Jetty WebSocket Server

来源:百度文库 编辑:神马文学网 时间:2024/04/28 00:25:26

Jetty WebSocket Server

Jetty-7.0.1 has been extended with a WebSocket server implementation based on the same scalable asynchronous IO infrastructure of Jetty and integrated into the Jetty Servlet container.

WebSocket came out of work on HTML5 by the  What Working Group to specify a mechanism to allow two way communications to a browsers.  It is currently being standardized at the W3C for the WebSocket API and by the IETF for the WebSocket protocol  and is soon to be supported by releases of Firefox, and Chromium. While I have significant concerns about the websockets protocol, it is important that server concerns are considered in the standardization process. Thus to follow the IETF model of "rough consensus and working code", it is important that Jetty has a working implementation of the protocol.

The key feature of the Jetty Websocket implementation is that it is not another separate server.  Instead it is fully integrated into the Jetty HTTP server and servlet container. so a Servlet or Handler can process and accept a request to upgrade a HTTP connection to a WebSocket connection.    Applications components created by standard web applications can then send and receive datagrams over the WebSocket with non blocking sends and receives.

Below is an example of a SIMPLE "Chat" application written using the Jetty WebSocketServlet, which can handle normal doGet style requests, but will call doWebSocketConnect if an upgrade request is received:

public class WebSocketChatServlet extends WebSocketServlet
{
private final Set _members = new CopyOnWriteArraySet();

protected void doGet(HttpServletRequest request, HttpServletResponse response)
throws ServletException ,IOException
{
getServletContext().getNamedDispatcher("default").forward(request,response);
}

protected WebSocket doWebSocketConnect(HttpServletRequest request, String protocol)
{
return new ChatWebSocket();
}

class ChatWebSocket implements WebSocket
{
Outbound _outbound;

public void onConnect(Outbound outbound)
{
_outbound=outbound;
_members.add(this);
}

public void onMessage(byte frame, byte[] data,int offset, int length)
{}

public void onMessage(byte frame, String data)
{
for (ChatWebSocket member : _members)
{
try
{
member._outbound.sendMessage(frame,data);
}
catch(IOException e) {Log.warn(e);}
}
}

public void onDisconnect()
{
_members.remove(this);
}
}
}

The client side of this chatroom is implemented by this script, whose key sections include: 

join: function(name) {
this._username=name;
var location = document.location.toString().replace('http:','ws:');
this._ws=new WebSocket(location);
this._ws.onopen=this._onopen;
this._ws.onmessage=this._onmessage;
this._ws.onclose=this._onclose;
},
_onopen: function(){
$('join').className='hidden';
$('joined').className='';
$('phrase').focus();
room._send(room._username,'has joined!');
},
_send: function(user,message){
user=user.replace(':','_');
if (this._ws)
this._ws.send(user+':'+message);
},
_onmessage: function(m) {
if (m.data){
var c=m.data.indexOf(':');
var from=m.data.substring(0,c).replace('<','<').replace('>','>');
var text=m.data.substring(c+1).replace('<','<').replace('>','>');
...
}
}

This example is included in the test webapp shipped with Jetty-7.0.1,  and has been tested with the websocket client in dev releases of Google Chromium 4.0.

The intention for the jetty-websocket server is to be the focus of trial and experimentation with the protocol, it's implementation and framesworks like cometd that might use it.
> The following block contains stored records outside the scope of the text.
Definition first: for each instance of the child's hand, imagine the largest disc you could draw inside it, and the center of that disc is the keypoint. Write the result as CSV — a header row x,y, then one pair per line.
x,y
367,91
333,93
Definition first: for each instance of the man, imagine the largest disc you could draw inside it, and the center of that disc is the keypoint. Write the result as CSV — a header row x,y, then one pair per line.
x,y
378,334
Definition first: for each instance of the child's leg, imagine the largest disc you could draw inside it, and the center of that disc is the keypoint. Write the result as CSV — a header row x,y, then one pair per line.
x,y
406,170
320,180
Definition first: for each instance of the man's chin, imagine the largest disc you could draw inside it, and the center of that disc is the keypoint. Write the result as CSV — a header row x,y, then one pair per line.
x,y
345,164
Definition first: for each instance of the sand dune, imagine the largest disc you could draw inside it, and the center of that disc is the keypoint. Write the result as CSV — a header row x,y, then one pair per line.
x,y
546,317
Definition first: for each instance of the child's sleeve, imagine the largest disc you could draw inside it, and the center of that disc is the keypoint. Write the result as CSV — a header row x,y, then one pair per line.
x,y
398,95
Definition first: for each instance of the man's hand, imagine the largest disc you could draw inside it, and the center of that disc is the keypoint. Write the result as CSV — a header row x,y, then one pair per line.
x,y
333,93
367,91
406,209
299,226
All should be considered Alpha and highly likely that they will change with feedback received. Hopefully using the protocol with real servers, clients and applications will result in the experience required to feedback to the IETF requirements that will drive the improvement of the protocol.
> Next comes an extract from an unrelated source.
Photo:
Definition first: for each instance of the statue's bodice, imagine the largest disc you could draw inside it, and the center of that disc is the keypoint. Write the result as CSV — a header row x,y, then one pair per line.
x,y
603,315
One example of an area that needs to be improved is the discovery and/or negotiation of idle timeouts for the WebSocket connections.   Currently the jetty-server is inheriting the idle timeout of the HTTP connection, which is 30s by default.  This means that the demo chat application drops it's connection after 30 seconds of no conversation.  This is not exactly what you want in a chat room, but because there is no way to discover or configure the idle timeouts of other parties to a websocket connection (including proxies), then the application has no choice but to handle the idle close event itself.